September 12, 2021

Medical Schools and Patient Involvement


MBE Alistair Newton

Advisor Dystonia Europe



A local medical school

In my home town, St Andrews in Scotland, we have an ancient university with a fine medical school.  A few years ago, the tutors created a Patient Partnership group, inviting local people with several different types of illness, to meet students in special tutorial sessions.

These sessions are based on questions from the students about the patient and his/her symptoms, family health history, lifestyle, etc.  There is no physical examination and the tutorials have continued by Zoom during the Covid 19 pandemic.

Students are very interested to meet patients, of course, especially when they discover that the medical condition is unusual and has interesting features, such as the many different types. .

How this can promote interest in dystonia

A consultation with a patient is often an  opportunity for the doctor to learn about an unusual illness, which they may not have seen before. Yes – like dystonia!  And the bizarre symptoms of dystonia attract the attention of intelligent and interested young people like medical students.  They will also remember the symptoms if they see them again!
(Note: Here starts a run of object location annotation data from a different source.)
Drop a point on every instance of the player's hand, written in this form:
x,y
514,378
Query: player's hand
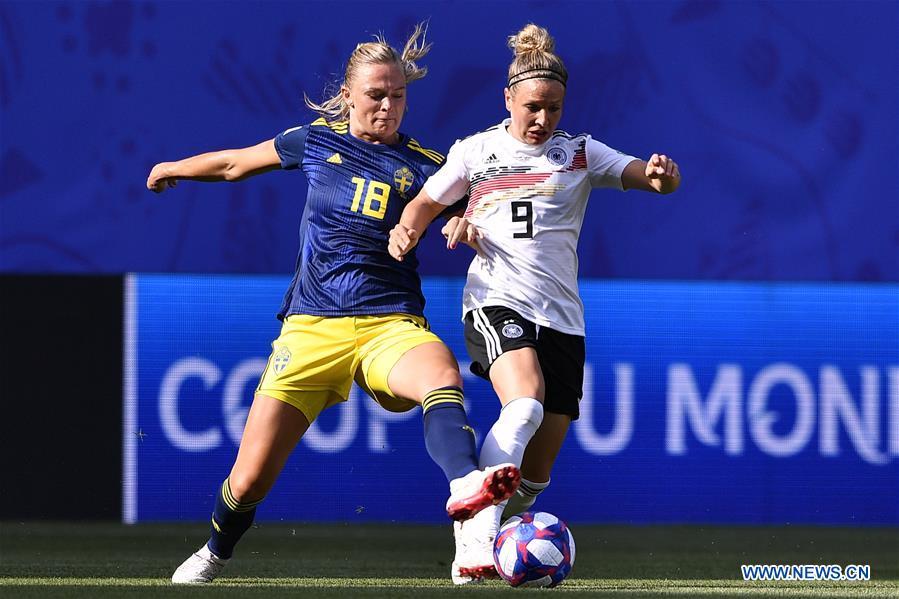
x,y
459,229
159,179
662,172
401,241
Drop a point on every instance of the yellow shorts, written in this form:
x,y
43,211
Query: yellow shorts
x,y
315,359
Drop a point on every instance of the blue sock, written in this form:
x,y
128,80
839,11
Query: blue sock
x,y
230,520
448,437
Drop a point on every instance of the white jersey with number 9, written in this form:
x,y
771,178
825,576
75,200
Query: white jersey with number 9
x,y
528,203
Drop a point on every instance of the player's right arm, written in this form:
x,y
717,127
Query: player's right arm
x,y
224,165
417,215
441,190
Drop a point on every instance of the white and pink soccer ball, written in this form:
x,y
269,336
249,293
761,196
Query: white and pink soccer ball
x,y
534,549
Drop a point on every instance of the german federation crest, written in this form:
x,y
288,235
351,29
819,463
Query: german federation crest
x,y
557,156
403,179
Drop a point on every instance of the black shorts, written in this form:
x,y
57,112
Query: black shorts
x,y
492,330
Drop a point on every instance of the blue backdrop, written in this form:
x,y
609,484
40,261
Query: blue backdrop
x,y
782,115
704,402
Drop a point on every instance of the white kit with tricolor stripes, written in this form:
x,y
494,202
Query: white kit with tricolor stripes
x,y
528,202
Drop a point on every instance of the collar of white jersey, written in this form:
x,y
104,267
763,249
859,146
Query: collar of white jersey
x,y
518,145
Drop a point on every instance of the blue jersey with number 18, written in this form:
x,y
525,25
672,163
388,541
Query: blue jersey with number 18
x,y
357,192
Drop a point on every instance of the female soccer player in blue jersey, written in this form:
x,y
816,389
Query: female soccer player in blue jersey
x,y
351,312
528,186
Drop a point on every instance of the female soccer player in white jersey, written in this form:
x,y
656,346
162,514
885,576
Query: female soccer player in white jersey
x,y
352,312
527,185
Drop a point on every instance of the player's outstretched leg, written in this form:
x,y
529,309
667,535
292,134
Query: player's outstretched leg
x,y
450,442
230,520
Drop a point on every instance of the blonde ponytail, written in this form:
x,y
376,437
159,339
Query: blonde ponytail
x,y
335,108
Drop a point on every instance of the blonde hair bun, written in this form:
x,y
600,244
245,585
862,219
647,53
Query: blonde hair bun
x,y
532,38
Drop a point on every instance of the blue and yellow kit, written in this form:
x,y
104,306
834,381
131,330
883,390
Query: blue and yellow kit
x,y
357,192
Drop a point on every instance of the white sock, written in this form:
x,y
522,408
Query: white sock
x,y
523,498
505,443
517,423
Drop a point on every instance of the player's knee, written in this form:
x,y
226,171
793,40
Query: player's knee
x,y
440,378
247,488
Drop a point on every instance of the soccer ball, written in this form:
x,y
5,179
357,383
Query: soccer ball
x,y
534,549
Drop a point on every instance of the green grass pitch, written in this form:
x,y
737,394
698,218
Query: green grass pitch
x,y
51,560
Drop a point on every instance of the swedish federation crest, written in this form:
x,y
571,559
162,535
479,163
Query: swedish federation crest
x,y
280,360
512,331
403,179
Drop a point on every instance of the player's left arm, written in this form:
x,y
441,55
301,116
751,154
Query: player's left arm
x,y
659,174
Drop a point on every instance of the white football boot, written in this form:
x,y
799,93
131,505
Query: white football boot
x,y
474,555
200,568
480,488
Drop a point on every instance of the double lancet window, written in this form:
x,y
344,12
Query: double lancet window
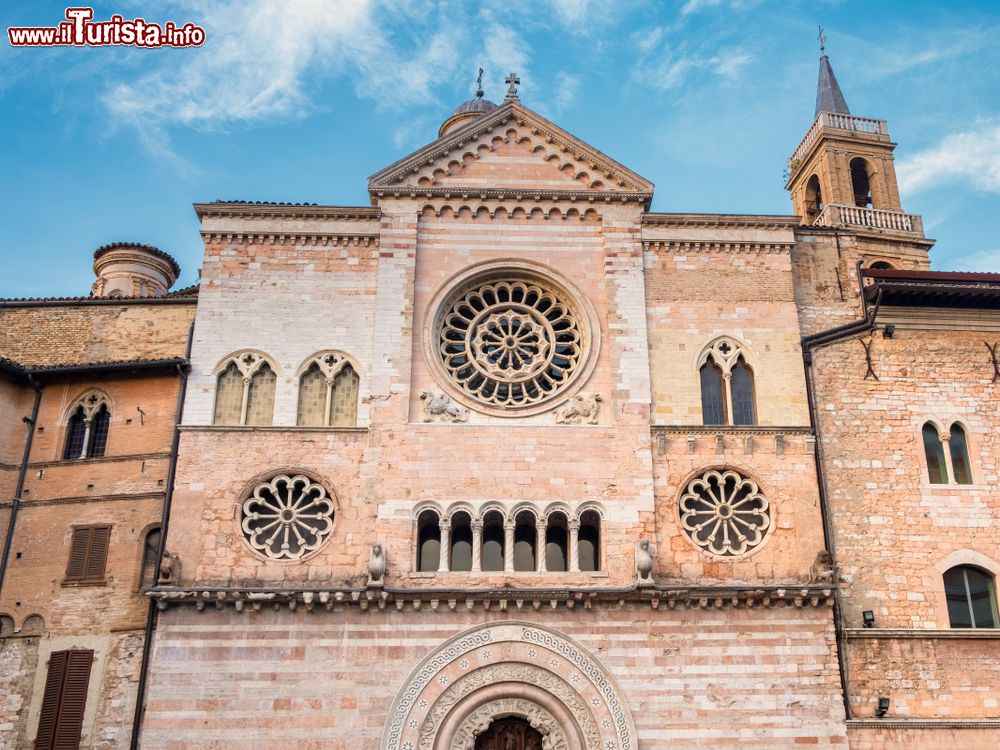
x,y
495,540
727,384
328,391
87,427
245,390
947,454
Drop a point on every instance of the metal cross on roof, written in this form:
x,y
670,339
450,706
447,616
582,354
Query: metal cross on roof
x,y
513,80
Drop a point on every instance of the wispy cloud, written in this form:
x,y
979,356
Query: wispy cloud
x,y
971,157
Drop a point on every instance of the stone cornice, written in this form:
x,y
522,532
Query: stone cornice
x,y
516,195
719,429
704,246
923,634
923,723
273,237
285,210
501,599
28,502
757,221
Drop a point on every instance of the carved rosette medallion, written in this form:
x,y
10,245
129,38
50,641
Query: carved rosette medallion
x,y
725,513
562,692
511,340
287,517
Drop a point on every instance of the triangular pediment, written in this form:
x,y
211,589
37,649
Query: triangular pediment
x,y
509,149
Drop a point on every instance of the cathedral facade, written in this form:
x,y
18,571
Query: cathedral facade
x,y
506,461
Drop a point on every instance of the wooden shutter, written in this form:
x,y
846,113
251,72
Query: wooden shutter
x,y
98,556
69,725
50,702
78,549
88,553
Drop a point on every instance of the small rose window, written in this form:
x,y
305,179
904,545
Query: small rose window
x,y
725,513
287,517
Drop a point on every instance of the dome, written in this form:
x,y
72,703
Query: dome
x,y
477,105
467,111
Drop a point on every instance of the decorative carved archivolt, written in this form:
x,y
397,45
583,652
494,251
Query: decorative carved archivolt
x,y
725,513
576,696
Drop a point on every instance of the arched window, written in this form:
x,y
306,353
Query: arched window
x,y
959,448
713,395
814,199
428,542
244,392
556,543
741,385
971,595
493,541
589,543
150,548
861,183
727,385
525,536
328,392
461,542
937,472
87,428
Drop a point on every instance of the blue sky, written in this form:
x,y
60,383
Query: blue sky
x,y
303,100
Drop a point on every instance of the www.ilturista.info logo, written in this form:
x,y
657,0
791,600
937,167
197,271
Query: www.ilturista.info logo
x,y
79,30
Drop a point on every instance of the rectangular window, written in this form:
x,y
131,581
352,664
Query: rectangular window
x,y
88,553
61,721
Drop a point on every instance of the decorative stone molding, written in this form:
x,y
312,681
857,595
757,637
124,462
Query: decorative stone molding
x,y
724,513
438,407
509,668
583,408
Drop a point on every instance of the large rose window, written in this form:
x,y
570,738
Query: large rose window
x,y
725,513
287,517
511,340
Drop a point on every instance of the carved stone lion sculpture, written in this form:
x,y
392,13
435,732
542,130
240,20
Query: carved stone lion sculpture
x,y
581,409
376,567
644,563
438,407
170,569
821,571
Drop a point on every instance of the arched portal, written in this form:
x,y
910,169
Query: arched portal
x,y
503,673
509,734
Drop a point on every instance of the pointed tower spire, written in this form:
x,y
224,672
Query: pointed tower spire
x,y
829,97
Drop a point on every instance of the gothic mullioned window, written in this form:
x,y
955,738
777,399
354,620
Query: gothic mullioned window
x,y
511,340
287,517
725,513
946,465
971,596
328,392
245,390
727,385
87,428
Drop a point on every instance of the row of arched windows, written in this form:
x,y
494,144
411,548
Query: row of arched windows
x,y
947,454
328,390
524,541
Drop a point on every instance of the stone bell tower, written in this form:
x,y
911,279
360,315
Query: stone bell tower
x,y
842,175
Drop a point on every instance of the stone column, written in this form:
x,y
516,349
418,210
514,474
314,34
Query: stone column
x,y
445,545
477,546
948,467
508,547
540,546
574,552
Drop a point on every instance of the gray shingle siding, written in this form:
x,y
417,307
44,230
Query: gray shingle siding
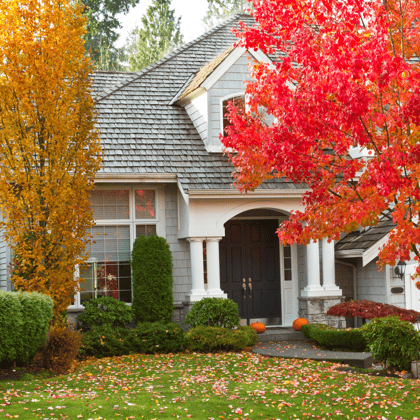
x,y
180,249
142,133
231,82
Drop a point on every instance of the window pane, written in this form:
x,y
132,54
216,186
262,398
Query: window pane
x,y
113,272
110,204
145,204
287,254
238,101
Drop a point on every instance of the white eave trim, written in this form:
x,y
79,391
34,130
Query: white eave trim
x,y
275,193
371,253
349,253
229,61
135,177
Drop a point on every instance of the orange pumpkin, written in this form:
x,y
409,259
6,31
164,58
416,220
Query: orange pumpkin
x,y
297,323
259,327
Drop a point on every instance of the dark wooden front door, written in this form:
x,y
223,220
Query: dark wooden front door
x,y
250,250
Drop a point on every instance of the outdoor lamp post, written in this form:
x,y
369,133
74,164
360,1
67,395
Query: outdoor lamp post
x,y
400,269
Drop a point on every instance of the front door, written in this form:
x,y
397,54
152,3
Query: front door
x,y
250,252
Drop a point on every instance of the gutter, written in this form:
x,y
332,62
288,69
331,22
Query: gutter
x,y
264,193
135,177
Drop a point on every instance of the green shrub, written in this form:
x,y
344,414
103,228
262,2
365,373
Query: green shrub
x,y
60,350
392,341
151,263
24,319
105,341
307,328
251,334
157,337
104,311
333,338
213,312
211,339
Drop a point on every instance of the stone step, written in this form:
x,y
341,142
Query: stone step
x,y
280,334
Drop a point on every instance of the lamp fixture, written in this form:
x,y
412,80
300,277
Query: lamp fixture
x,y
400,269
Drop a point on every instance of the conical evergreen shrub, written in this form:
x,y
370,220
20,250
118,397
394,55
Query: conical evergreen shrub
x,y
151,263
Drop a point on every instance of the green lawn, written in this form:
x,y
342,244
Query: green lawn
x,y
213,386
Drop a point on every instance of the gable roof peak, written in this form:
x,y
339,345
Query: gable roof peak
x,y
230,21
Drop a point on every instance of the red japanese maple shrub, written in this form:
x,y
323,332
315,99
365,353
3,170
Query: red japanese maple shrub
x,y
368,309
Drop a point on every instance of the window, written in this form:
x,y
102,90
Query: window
x,y
238,101
121,216
287,255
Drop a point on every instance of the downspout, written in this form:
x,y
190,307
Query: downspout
x,y
354,283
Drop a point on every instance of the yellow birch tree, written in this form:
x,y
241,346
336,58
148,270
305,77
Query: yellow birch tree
x,y
49,147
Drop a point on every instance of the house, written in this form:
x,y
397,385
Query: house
x,y
164,173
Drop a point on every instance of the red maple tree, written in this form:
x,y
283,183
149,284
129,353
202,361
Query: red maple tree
x,y
344,94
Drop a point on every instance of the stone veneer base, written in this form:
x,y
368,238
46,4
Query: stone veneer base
x,y
314,309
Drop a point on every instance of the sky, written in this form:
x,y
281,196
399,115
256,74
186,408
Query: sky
x,y
191,11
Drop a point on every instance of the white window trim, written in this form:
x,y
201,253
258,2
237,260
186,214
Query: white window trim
x,y
159,222
219,148
227,97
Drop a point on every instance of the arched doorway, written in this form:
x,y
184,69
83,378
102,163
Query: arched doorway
x,y
255,270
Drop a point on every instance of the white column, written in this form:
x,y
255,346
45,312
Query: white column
x,y
328,269
213,268
197,270
314,287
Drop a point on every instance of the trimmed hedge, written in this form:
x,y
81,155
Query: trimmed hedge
x,y
104,311
213,312
24,319
369,310
210,339
307,328
151,263
350,339
393,342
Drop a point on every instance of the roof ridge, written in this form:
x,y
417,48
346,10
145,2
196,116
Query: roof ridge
x,y
169,56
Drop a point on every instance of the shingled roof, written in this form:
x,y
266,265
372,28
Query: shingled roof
x,y
364,240
143,133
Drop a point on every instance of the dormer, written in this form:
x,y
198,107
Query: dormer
x,y
206,94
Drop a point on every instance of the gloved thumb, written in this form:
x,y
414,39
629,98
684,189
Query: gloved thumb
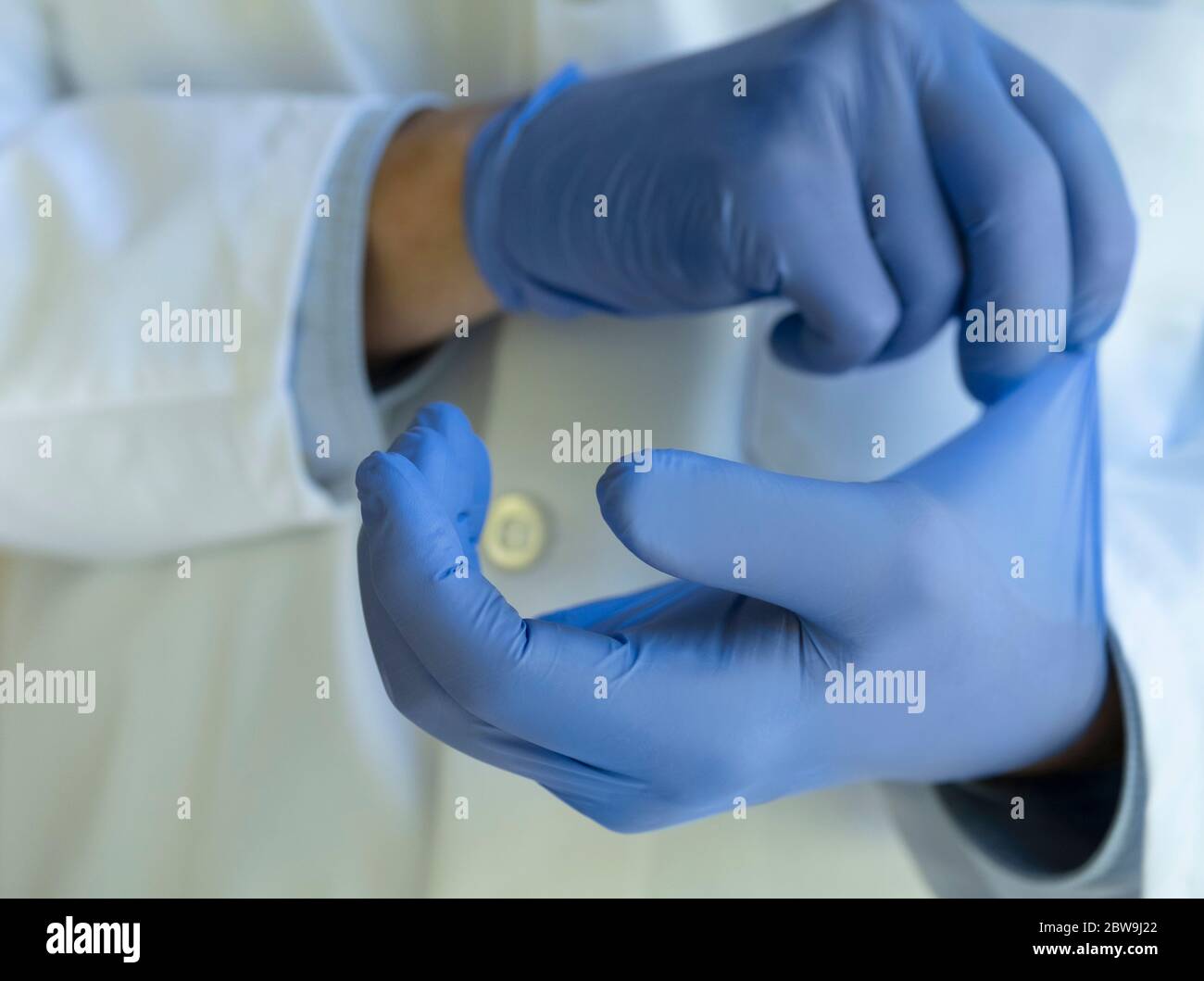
x,y
813,547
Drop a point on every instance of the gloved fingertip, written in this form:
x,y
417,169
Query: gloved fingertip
x,y
369,473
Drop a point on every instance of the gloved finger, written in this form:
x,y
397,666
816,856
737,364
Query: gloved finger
x,y
601,615
530,678
1007,195
1102,226
444,446
911,229
825,262
422,700
815,547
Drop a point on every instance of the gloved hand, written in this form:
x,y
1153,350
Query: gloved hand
x,y
715,199
721,687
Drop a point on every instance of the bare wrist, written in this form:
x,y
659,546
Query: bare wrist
x,y
420,272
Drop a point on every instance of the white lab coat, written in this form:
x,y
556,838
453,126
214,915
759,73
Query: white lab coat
x,y
207,685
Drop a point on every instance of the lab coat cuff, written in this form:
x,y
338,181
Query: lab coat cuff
x,y
340,415
971,839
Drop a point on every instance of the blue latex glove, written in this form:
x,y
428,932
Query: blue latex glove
x,y
718,687
715,199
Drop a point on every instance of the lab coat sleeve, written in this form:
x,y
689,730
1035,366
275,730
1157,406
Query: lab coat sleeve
x,y
119,206
1079,836
340,412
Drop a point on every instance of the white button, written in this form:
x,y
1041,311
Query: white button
x,y
514,532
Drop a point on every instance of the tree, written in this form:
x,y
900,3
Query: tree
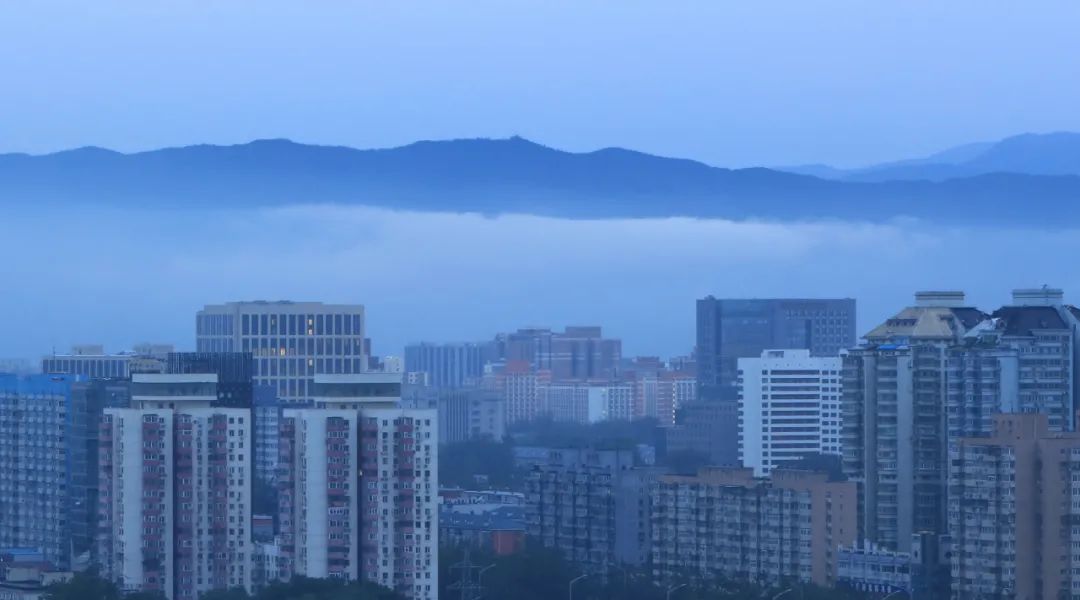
x,y
460,463
231,594
82,586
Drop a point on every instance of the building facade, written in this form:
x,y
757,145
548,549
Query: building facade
x,y
174,487
893,407
586,403
291,341
358,486
234,370
732,329
48,464
91,360
576,353
788,407
520,387
726,522
1013,512
591,506
446,365
1023,358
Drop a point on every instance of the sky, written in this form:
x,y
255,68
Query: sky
x,y
730,83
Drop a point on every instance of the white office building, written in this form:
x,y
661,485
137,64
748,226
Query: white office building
x,y
291,342
788,407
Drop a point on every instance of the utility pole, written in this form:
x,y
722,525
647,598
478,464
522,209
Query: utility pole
x,y
469,580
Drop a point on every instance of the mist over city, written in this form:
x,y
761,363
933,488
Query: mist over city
x,y
482,300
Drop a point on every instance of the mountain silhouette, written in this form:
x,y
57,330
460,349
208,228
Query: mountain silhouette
x,y
1057,153
515,175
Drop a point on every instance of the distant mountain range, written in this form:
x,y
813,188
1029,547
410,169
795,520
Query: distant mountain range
x,y
1056,153
1023,180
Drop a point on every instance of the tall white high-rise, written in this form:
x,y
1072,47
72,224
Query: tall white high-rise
x,y
359,486
788,407
289,341
174,486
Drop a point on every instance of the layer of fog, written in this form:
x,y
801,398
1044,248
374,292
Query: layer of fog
x,y
120,277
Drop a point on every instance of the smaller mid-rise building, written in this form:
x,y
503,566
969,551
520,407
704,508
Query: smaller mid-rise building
x,y
591,506
91,360
726,522
588,403
788,408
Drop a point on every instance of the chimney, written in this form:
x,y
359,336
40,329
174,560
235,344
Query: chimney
x,y
1038,297
939,299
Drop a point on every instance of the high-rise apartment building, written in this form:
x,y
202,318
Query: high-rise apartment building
x,y
359,483
788,407
1023,358
1013,512
446,365
291,341
732,329
591,506
725,522
266,418
174,486
49,464
893,404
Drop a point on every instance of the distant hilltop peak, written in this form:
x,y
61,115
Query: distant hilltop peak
x,y
1050,153
514,175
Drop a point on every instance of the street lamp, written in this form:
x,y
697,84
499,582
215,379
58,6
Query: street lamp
x,y
673,589
480,576
788,590
574,581
625,574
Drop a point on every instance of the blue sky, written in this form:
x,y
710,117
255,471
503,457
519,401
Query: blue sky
x,y
730,83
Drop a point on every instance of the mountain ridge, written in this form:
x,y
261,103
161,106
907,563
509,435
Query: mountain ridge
x,y
511,175
1050,153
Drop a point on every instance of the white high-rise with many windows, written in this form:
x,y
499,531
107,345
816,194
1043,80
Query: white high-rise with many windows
x,y
174,488
359,486
289,341
788,407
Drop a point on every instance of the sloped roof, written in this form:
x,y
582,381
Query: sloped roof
x,y
928,323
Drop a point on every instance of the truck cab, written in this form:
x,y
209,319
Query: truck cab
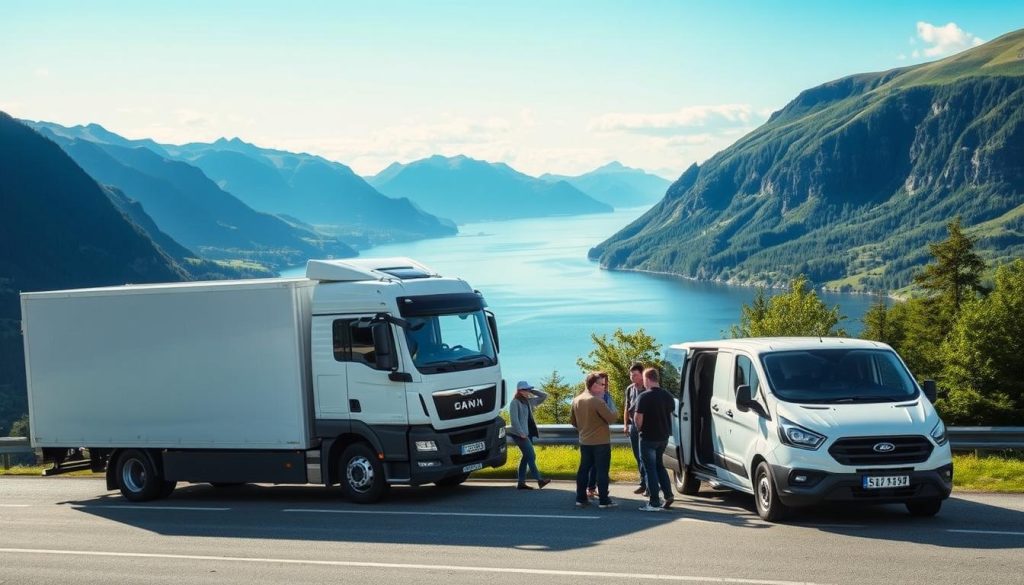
x,y
803,421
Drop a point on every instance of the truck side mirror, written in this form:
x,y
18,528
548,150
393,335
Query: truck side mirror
x,y
931,392
493,325
745,403
383,346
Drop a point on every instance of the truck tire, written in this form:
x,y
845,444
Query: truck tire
x,y
137,477
361,474
686,484
770,507
452,481
928,507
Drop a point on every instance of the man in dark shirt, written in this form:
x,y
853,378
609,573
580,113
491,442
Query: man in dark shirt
x,y
653,419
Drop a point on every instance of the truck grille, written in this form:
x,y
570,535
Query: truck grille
x,y
861,450
451,404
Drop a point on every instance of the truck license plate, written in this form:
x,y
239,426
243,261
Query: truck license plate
x,y
883,482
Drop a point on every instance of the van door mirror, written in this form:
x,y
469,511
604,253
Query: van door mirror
x,y
383,346
931,391
745,403
493,325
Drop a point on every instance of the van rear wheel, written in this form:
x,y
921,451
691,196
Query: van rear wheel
x,y
770,507
361,474
685,482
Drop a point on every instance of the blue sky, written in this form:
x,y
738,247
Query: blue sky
x,y
544,86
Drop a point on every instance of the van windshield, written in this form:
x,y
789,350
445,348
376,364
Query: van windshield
x,y
839,376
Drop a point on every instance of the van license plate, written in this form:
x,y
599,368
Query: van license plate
x,y
883,482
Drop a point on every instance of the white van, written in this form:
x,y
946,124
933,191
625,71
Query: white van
x,y
800,421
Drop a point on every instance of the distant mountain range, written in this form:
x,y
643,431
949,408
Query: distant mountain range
x,y
468,190
850,181
616,184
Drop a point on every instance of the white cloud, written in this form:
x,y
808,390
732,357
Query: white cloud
x,y
941,41
692,119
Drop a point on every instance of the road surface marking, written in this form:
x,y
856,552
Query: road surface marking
x,y
477,514
124,507
409,566
999,532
So – a tutorial can help the students to learn how to deal with patients in the clinic, but it is also an opportunity for the patient to help a group of young trainee doctors to learn and remember a few basic points about dystonia…….  It means that more young people in the medical profession will hear about dystonia, actually talk to a dystonia  patient and see the symptoms.

Then there is a greater chance that more new dystonia patients in the future will receive a faster diagnosis and better treatment.

Other interesting aspects the patient could mention, such as:

– The ‘geste antagoniste’ or ‘antagonistic gesture’ in cervical dystonia – where, by touching the chin or some other point on the head or neck, the

dystonic movements will reduce or even stop temorarily.

Holding a pen or pencil in the hand can sometimes have a similar effect in hand dystonia/writer’s cramp.  Singing or humming a tune has also been shown to reduce or even stop symptoms temporarily for some patients, in some types of the illness.

Background information about the illness

The students usually ask for more detail about the illness, such as cause, symptoms and treatments.   It is useful if the patient can provide some general background information for this little-known illness, but not too much detail.  For example: Studies suggest that more than 500,000 people in Europe have some form of dystonia.

Researchers believe dystonia results from an abnormality in or damage to the basal ganglia or other brain regions that control movement.

In most cases, the cause is unclear. Cervical dystonia is the most common type. Genetic links have been identified for some, but not all types of dystonia.

The response of the students and tutors

Students and tutors respond positively, and tutors (many of whom are local doctors or researchers) say that this is new information for them.

Many medical schools in Europe already have tutorial programmes like the one in St Andrews. If you feel that you are able to help students in this way, you can contact your local medical school and ask them if they have a similar programme.